Re: Pending splice(file -> FIFO) excludes all other FIFO operations forever (was: ... always blocks read(FIFO), regardless of O_NONBLOCK on read side?)

From: Jens Axboe
Date: Fri Jul 07 2023 - 15:57:19 EST


On 7/7/23 1:10?PM, Linus Torvalds wrote:
> On Fri, 7 Jul 2023 at 10:21, Christian Brauner <brauner@xxxxxxxxxx> wrote:
>>
>> Forgot to say, fwiw, I've been running this through the LTP splice,
>> pipe, and ipc tests without issues. A hanging reader can be signaled
>> away cleanly with this.
>
> So that patch still has a couple of "wait for this" cases remaining.
>
> In particular, when we do a read, and we do have pipe buffers, both
> the read() system call and a number of internal splice functions will
> go "Ahh, I have data", and then do pipe_buf_confirm() and read it.
>
> Which then results in pipe_buf_confirm() blocking.
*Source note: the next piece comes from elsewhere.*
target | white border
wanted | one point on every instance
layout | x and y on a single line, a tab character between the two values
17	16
It now blocks
> interruptibly, which is much nicer, but several of these users *could*
> just do a non-blocking confirmation instead, and wait for pipe
> readability.
>
> HOWEVER, that's slightly less trivial than you'd expect, because the
> "wait for readability" needs to be done without the pipe lock held -
> so you can't actually check the pipe buffer state at that point (since
> you need the pipe lock to look up the buffer).
>
> That's true even of "trivial" cases like actual user-space "read()
> with O_NONBLOCK and poll()" situations.
>
> Now, the solution to all this is *fairly* straightforward:
>
> (a) don't use "!pipe_empty()" for a readability check.
>
> We already have "pipe_readable()", but it's hidden in fs/pipe.c,
> so all the splice() code ended up writing the "does this pipe have
> data" using "!pipe_empty()" instead.
>
> (b) make "pipe_buf_confirm()" take a "non-blocking" boolean argument,
> and if it is non-blocking but hits one of those blocked pages, set
> "pipe->not_ready", and return -EAGAIN.
>
> This is ok, because "pipe_buf_confirm()" is always under the pipe
> lock, and we'll just clear "pipe->not_ready" under the pipe lock after
> finalizing all those pages (and before waking up readers)
>
> (c) make "pipe_wait_readable()" and "poll()" know about this all, so
> that we wait properly for a pipe that was not ready to become ready
>
> This all makes *most* users deal properly with these blocking events.
> In particular, things like splice_to_socket() can now do the whole
> proper "wait without holding the pipe lock" sequence, even when the
> pipe is not empty, just in this blocked state.
>
> This *may* also make all the cases Jens had with io_uring and splicing
> JustWork(tm).

Exactly! I was reading this thread with excitement just now, would be
nice to get rid of that kludge.

> NOTE! NOTE! NOTE! Once more, this "feels right to me", and I'd argue
> that the basic approach is fairly straightfoward. The patch is also
> not horrendous. It all makes a fair amount of sense. BUT! I haven't
> tested this, and like the previous patch, I really would want people
> to think about this a lot.
>
> Comments? Jens?

I'll take a closer look at this, but won't be until Monday most likely.
But the approach seems sane, and going in a more idiomatic direction
than before. So seems promising.

--
Jens Axboe